« Ineffaçables » – Clarence Pitz
Titre : Ineffaçables
Auteur : Clarence Pitz
Editeur : Ifs – Phénix noir
Format : numérique
Nombre de pages : 510
Dates de lecture : 04/03/2026 – 16/03/2026
4e de couverture / Résumé éditeur :
Bruxelles 2016. Au lendemain d’une vague d’attentats, des fresques pornographiques apparaissent sur les façades des quartiers populaires de la capitale et secouent l’opinion publique. Épaulé par Fred Boland, jeune recrue immature, l’inspecteur Karel Jacobs est confronté à une série de crimes sexuels d’une perversité sans nom. Les sévices s’enchaînent mais les victimes ne se ressemblent pas. Et le duo est rapidement dépassé par une enquête pavée de violence qui l’emmène dans les recoins sensibles de la ville. Samira, jeune mineure émancipée est retrouvée violée en plein cœur de Molenbeek. Sa route croise le chemin de Virgile Plisson, flic infirme relégué à la paperasserie et ancien membre de la cellule tag, prêt à tout pour reprendre du service. Du folklore estudiantin aux codes du street art,
Clarence Pitz nous emmène dans les profondeurs de Bruxelles à travers un thriller rythmé et immersif basé sur un fait divers attesté, celui des fresques clandestines de Bruxelles.
Mon avis :
Ineffaçables est le deuxième roman que je lis de l’auteure belge et ce ne sera certainement pas le dernier.

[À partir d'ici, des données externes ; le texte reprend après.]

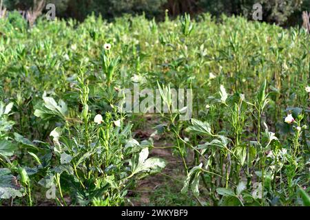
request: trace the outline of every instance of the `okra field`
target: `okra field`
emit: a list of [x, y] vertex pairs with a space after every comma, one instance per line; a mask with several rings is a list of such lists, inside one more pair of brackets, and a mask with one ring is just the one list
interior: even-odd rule
[[0, 206], [310, 206], [309, 37], [209, 14], [10, 12]]

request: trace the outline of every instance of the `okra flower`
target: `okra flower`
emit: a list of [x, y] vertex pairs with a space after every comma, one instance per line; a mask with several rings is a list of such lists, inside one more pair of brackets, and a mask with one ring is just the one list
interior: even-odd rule
[[287, 124], [291, 124], [295, 121], [295, 119], [293, 118], [291, 114], [287, 115], [287, 118], [285, 119], [285, 122]]
[[306, 87], [306, 91], [307, 92], [310, 92], [310, 87], [308, 86], [308, 87]]
[[102, 116], [100, 114], [98, 114], [94, 118], [94, 122], [97, 123], [98, 124], [101, 124], [103, 120], [103, 119], [102, 118]]
[[105, 43], [105, 45], [103, 45], [103, 47], [105, 48], [105, 50], [109, 50], [111, 49], [111, 44], [110, 44], [110, 43]]
[[113, 122], [116, 126], [121, 126], [121, 120], [118, 120], [117, 121]]

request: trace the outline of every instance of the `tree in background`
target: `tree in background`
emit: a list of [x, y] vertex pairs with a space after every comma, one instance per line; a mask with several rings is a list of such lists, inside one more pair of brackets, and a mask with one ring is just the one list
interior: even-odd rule
[[[209, 12], [216, 16], [242, 15], [251, 19], [253, 5], [260, 3], [263, 8], [263, 21], [281, 25], [300, 24], [302, 12], [309, 10], [310, 0], [49, 0], [54, 3], [56, 16], [73, 17], [83, 21], [94, 12], [107, 19], [124, 13], [145, 12], [148, 18], [163, 19], [165, 10], [176, 16], [185, 12], [192, 15]], [[25, 10], [33, 5], [33, 0], [4, 0], [8, 10]]]

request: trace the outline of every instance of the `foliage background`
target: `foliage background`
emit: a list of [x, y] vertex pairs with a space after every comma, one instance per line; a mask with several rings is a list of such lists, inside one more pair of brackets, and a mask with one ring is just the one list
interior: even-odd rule
[[[252, 6], [260, 3], [263, 7], [263, 19], [269, 23], [282, 25], [301, 24], [301, 12], [309, 10], [310, 0], [49, 0], [56, 6], [59, 17], [75, 18], [79, 21], [94, 12], [105, 19], [112, 19], [124, 13], [145, 12], [148, 18], [155, 16], [163, 19], [168, 9], [172, 16], [188, 12], [197, 14], [210, 12], [219, 16], [242, 14], [250, 19]], [[26, 10], [32, 5], [32, 0], [4, 0], [10, 10]]]

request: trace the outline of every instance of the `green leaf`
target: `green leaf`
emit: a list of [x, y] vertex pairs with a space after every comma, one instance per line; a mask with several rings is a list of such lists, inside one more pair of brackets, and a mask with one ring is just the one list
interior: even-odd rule
[[234, 190], [230, 188], [218, 188], [216, 189], [216, 192], [221, 195], [223, 196], [236, 196], [235, 192], [234, 192]]
[[14, 199], [16, 197], [23, 197], [19, 188], [13, 182], [14, 177], [9, 169], [0, 168], [0, 199]]
[[19, 167], [18, 171], [19, 175], [21, 176], [21, 182], [23, 184], [28, 185], [29, 184], [29, 177], [25, 168]]
[[234, 153], [243, 166], [247, 158], [247, 146], [245, 144], [240, 144], [234, 148]]
[[265, 80], [262, 84], [260, 85], [260, 89], [258, 94], [258, 102], [260, 104], [262, 104], [262, 102], [265, 101], [266, 98], [266, 85], [267, 85], [267, 80]]
[[299, 193], [302, 199], [304, 206], [310, 206], [310, 196], [301, 188], [299, 188]]
[[237, 195], [238, 196], [239, 195], [240, 195], [241, 192], [245, 188], [246, 188], [245, 183], [244, 183], [243, 182], [240, 182], [239, 183], [239, 184], [238, 184], [238, 186], [237, 186], [237, 190], [236, 190]]
[[12, 156], [17, 146], [6, 140], [0, 140], [0, 155], [3, 156]]
[[141, 171], [158, 171], [165, 168], [166, 163], [165, 160], [156, 157], [151, 157], [147, 160], [149, 155], [149, 148], [144, 148], [139, 153], [138, 164], [133, 164], [132, 174], [136, 174]]
[[34, 158], [34, 160], [37, 161], [37, 162], [38, 162], [39, 164], [41, 165], [40, 159], [39, 159], [39, 157], [37, 155], [35, 155], [34, 153], [33, 153], [32, 152], [28, 152], [28, 153]]
[[69, 164], [72, 160], [72, 157], [65, 153], [61, 154], [61, 164]]
[[228, 98], [227, 93], [226, 92], [226, 89], [223, 85], [220, 87], [220, 101], [226, 104], [226, 100]]
[[191, 120], [192, 126], [189, 126], [186, 131], [198, 135], [211, 135], [211, 126], [207, 122], [203, 122], [198, 120]]
[[199, 176], [201, 173], [202, 167], [203, 164], [201, 163], [199, 166], [194, 166], [190, 170], [184, 182], [184, 186], [181, 190], [182, 193], [187, 192], [190, 188], [193, 191], [194, 195], [196, 196], [199, 195]]
[[68, 111], [68, 107], [65, 102], [62, 100], [59, 100], [57, 104], [55, 100], [52, 97], [43, 97], [44, 104], [39, 106], [34, 111], [34, 116], [41, 118], [44, 120], [48, 120], [55, 116], [61, 118], [62, 120], [65, 119], [65, 115]]
[[19, 143], [23, 144], [26, 145], [28, 146], [30, 146], [30, 147], [34, 148], [36, 149], [38, 148], [28, 139], [23, 137], [22, 135], [21, 135], [20, 134], [19, 134], [17, 133], [14, 133], [14, 139]]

Clarence Pitz déroule son intrigue d’une main de maitre et sa plume est percutante. Je ne connais pas Bruxelles, mais j’avais l’impression d’en parcourir ses rues tant les descriptions sont détaillées mais sans aller dans le trop plein. Le rythme est soutenu avec néanmoins de légères périodes d’accalmies afin de vous permettre de souffler un peu.
Pour ce qui est des personnages, nous avons deux protagonistes principaux plutôt opposés. D’un côté, il y a Virgile, un flic mis au placard suite à une infirmité, qui n’est pas pris au sérieux par ses collègues et qui rêve de revenir sur le terrain. De l’autre, Karel est dans l’action, il faut dire que son supérieur est plutôt du genre à préférer poser des congés au beau milieu d’une enquête pour le moins difficile à résoudre.
Les fresques murales que la population découvre au réveil sont-elles simplement l’oeuvre d’un provocateur ou bien cachent-elles quelque chose de plus profond ? Et qu’en est-il de ces violentes agressions sexuelles qui montent d’un cran à chaque fois ?
On se doute bien qu’à un moment l’enquête sur les fresques et celle sur les agressions vont se rejoindre mais on ignore quand et quel lien va se créer entre les deux. L’auteure fait monter la pression à mesure que l’on progresse dans l’histoire en faisant peser sur les enquêteurs une course contre la montre.
J’ai eu des soupçons sur un des protagonistes et il s’avère que je ne me suis pas trompée, cependant, j’ai eu une grosse surprise quant à la révélation finale que je n’avais vraiment pas vue venir.
Attention, certaines scènes pourront malmener les âmes sensibles.